2.4.26 SMP Lockup

From: Jeff Coffin (linux-kernel_at_browndog.org)
Date: 05/30/04

  • Next message: Marcelo Tosatti: "Re: oops, 2.4.26 and jfs"
    To: linux-kernel@vger.kernel.org
    Date:	Sun, 30 May 2004 10:38:03 -0700
    
    

    Hi -

    I've been getting lockups at random times for a while on this
    hardware:

    supermicro P3TDDE MB
    2 x P3s 1.13 GHz
    1G ECC SDRAM (HIGHMEM is enabled)

    It's a hard lockup that doesn't respond to SysRq. This is the first
    time I've caught anything with the serial console. Once before, I got
    the beginnings of an oops, but not enough to be useful. Sometimes it
    happens a couple of times in a day, sometimes it will stay up for a
    month or more. I haven't found any way to force it yet. The system
    is a workstation, all filesystems are XFS FWIW.
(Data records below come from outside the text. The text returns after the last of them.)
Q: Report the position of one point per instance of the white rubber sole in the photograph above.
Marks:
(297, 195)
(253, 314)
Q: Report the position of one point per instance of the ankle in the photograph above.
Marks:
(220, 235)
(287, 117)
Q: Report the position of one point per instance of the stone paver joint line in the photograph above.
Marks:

    The tainting is from the Cisco vpnclient (version 4.0.1) which I use
    for work. I'll try and get one without that loaded as well since I
    know that usually means all bets are off. I'll also try and get SysRq
    P and T next time it locks, but usually SysRq doesn't appear to work.

    Anyhow, here's the oops run through ksymoops:

    --jeff

    ksymoops 2.4.9 on i686 2.4.26. Options used
         -V (default)
         -k /proc/ksyms (default)
         -l /proc/modules (default)
         -o /lib/modules/2.4.26/ (default)
         -m /usr/src/linux/System.map (default)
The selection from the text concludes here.